Road Safety Week (India January 11th)

I know this is a subject that is very close to Ed’s heart. As we enter this new year let us do it safely.

Raising awareness of road safety seems so obvious and so necessary. There was a time when children were taught to ride bikes at school. This led to the Cycling Proficiency Test that was a test given by Royal Society for the Prevention of Accidents. This training   served as a minimum recommended standard for cycling on British roads. We even got a shiny badge once we had passed.

It was superseded by the National Standards for Cycle Training, branded “Bikeability”, in England in 2007. 

I am not sure at how successful it has been as an announced was mad in 2020.

“The government has today (7 February 2020) announced all children in England will be taught the skills for a lifetime of cycling, as its Bikeability training programme is significantly expanded.”

If this was to be expanded in 2020 I wonder, with Covid, how many schools have actually managed to reintroduce cycling classes for their pupils?

From my own experience I have found that car drivers who stared off as bike riders when they were kids are generally safer and have a greater awareness of other road users when they get older. Awareness and awakeness is the key to reducing the risk to people using the road network of being killed or seriously injured.
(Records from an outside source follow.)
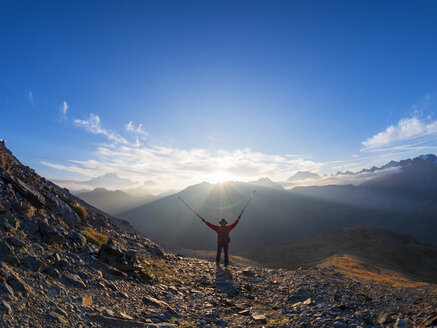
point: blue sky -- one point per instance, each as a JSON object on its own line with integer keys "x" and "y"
{"x": 226, "y": 89}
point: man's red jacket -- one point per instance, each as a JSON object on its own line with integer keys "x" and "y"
{"x": 223, "y": 231}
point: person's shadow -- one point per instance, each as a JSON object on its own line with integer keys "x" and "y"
{"x": 224, "y": 282}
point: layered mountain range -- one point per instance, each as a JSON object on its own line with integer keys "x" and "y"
{"x": 403, "y": 199}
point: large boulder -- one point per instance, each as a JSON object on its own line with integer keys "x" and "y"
{"x": 62, "y": 209}
{"x": 7, "y": 254}
{"x": 114, "y": 255}
{"x": 28, "y": 192}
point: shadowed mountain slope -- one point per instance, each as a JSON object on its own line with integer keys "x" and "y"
{"x": 114, "y": 202}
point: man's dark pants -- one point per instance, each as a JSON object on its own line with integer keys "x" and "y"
{"x": 219, "y": 250}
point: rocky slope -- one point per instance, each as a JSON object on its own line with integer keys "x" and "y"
{"x": 65, "y": 264}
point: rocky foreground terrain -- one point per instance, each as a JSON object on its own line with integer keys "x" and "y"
{"x": 64, "y": 263}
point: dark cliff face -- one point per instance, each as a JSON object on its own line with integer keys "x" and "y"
{"x": 24, "y": 192}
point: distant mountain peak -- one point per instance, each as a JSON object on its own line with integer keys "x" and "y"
{"x": 267, "y": 183}
{"x": 303, "y": 175}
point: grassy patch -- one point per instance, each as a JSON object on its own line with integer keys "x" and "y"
{"x": 186, "y": 324}
{"x": 95, "y": 237}
{"x": 80, "y": 210}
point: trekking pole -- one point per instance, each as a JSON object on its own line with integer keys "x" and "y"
{"x": 191, "y": 208}
{"x": 250, "y": 198}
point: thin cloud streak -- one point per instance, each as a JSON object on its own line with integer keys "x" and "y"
{"x": 93, "y": 125}
{"x": 408, "y": 130}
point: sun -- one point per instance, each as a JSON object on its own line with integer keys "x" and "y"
{"x": 221, "y": 176}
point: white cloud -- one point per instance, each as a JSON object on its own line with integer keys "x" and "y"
{"x": 173, "y": 168}
{"x": 409, "y": 133}
{"x": 139, "y": 130}
{"x": 93, "y": 125}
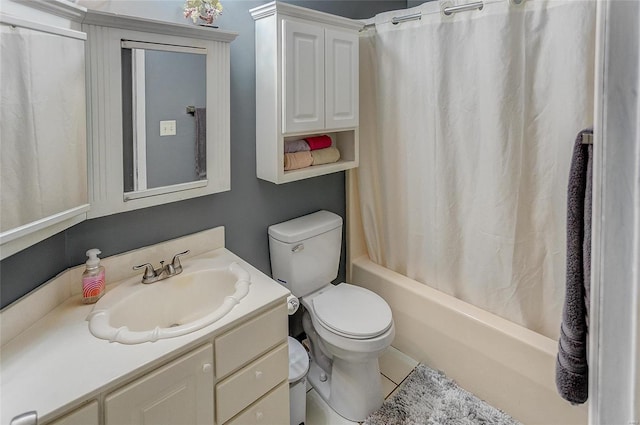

The users on the road include pedestrians, cyclists,  motor cyclists, motorists, their passengers, and passengers of on-road public transport, mainly buses and trams.

Important Traffic Rules To Follow To Ensure Safety While Driving

  • Always wear a seatbelt.
  • Avoid distractions.
  • Do not cross the speed limits.
  • Service your car regularly.
  • Follow traffic signals.
  • Maintain lane discipline.
  • Be careful during bad weather.
  • Maintain a safe distance.

The bottom line to all this is that we need to get out of cars and walk and cycle. It is then that we become in touch with the real environment rather than the metal bubble that we live in when we are driving a car. The research on the benefits of walking and cycling are legion. There is a measurable increase in wellbeing from feel good endorphins to cardiac function, cognition and being happy.  

As a kid on the council estate us kids would all tip out in the morning and thousands of us would walk to various schools. I guess that we were all street wise and new the rules of the road and that kept us safe. I am not sure at what point we decided that it was unsafe out there and that we had to take our kids everywhere in our cars but what we have created is generations of people who have never interacted in a simple way on the road and have only ever really seen it through the windscreen of a car.

I think that in the end road safety comes from education and in this case it is learning from doing. We need to walk our kids to school, cycle to them to the shops so that they can see what it is like to be a road user – not just a car driver or passenger.

So, maybe our collective New Years resolution should be to get out of the cars always and cycle and educate our kids to become good a responsible road users.